Autant de trophées spectaculaires, moins cependant que les squelettes entiers, qui déchaînent les passions dans les salles de vente. Le dernier record en date a été établi en juillet dernier, chez Sotheby’s, à New York. Avec ses 44,8 millions de dollars, Apex le stégosaure a massacré Stan le tyrannosaure, 31,8 millions sous le marteau chez Christie’s en 2020. Apex est l’un des stégosaures les plus grands et les plus complets (70 %) jamais trouvés, découvert en 2022 par Jason Cooper sur sa propriété, dans le Colorado.

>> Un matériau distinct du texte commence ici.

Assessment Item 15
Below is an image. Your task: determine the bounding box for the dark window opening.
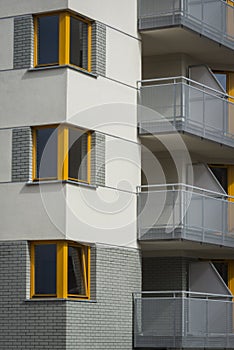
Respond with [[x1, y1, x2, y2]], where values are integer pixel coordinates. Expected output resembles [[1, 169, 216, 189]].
[[35, 244, 56, 295], [38, 15, 59, 65]]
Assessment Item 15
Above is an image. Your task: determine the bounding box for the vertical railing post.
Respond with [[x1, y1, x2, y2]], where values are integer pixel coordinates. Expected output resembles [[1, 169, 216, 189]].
[[202, 88, 206, 137], [222, 198, 227, 245], [204, 296, 209, 347], [201, 195, 205, 242], [173, 293, 176, 348], [137, 186, 141, 239], [181, 292, 185, 342], [172, 186, 176, 238], [201, 0, 204, 33], [178, 188, 185, 238], [222, 98, 228, 139], [173, 79, 176, 128]]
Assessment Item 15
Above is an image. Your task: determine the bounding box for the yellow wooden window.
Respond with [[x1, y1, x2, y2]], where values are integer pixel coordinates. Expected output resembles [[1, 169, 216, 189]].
[[33, 125, 91, 183], [31, 241, 90, 299], [34, 12, 92, 72]]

L’apatosaure Vulcain, le plus grand dinosaure jamais mis en vente, avec ses 20 m de long.
L’apatosaure Vulcain, le plus grand dinosaure jamais mis en vente, avec ses 20 m de long. DR

Jason Cooper est un paléontologue commercial, c’est-à-dire qu’il effectue, pour son compte ou celui de ses clients, des fouilles à la recherche de fossiles qu’il excave, prépare (cela consiste à dégager les os pétrifiés de leur gangue minérale et à fabriquer au besoin les os manquants avec des imprimantes 3D) et « monte », reconstituant le squelette pour le présenter sur un support métallique, avant de le revendre.

Des opérations longues et coûteuses, qui durent de un à trois ans selon la difficulté d’accès, la complexité d’extraction et de reconstitution. Pour Apex, Cooper a travaillé dès le départ avec Cassandra Hatton, responsable du département science et culture populaire de Sotheby’s, qui a suivi et documenté toutes les opérations.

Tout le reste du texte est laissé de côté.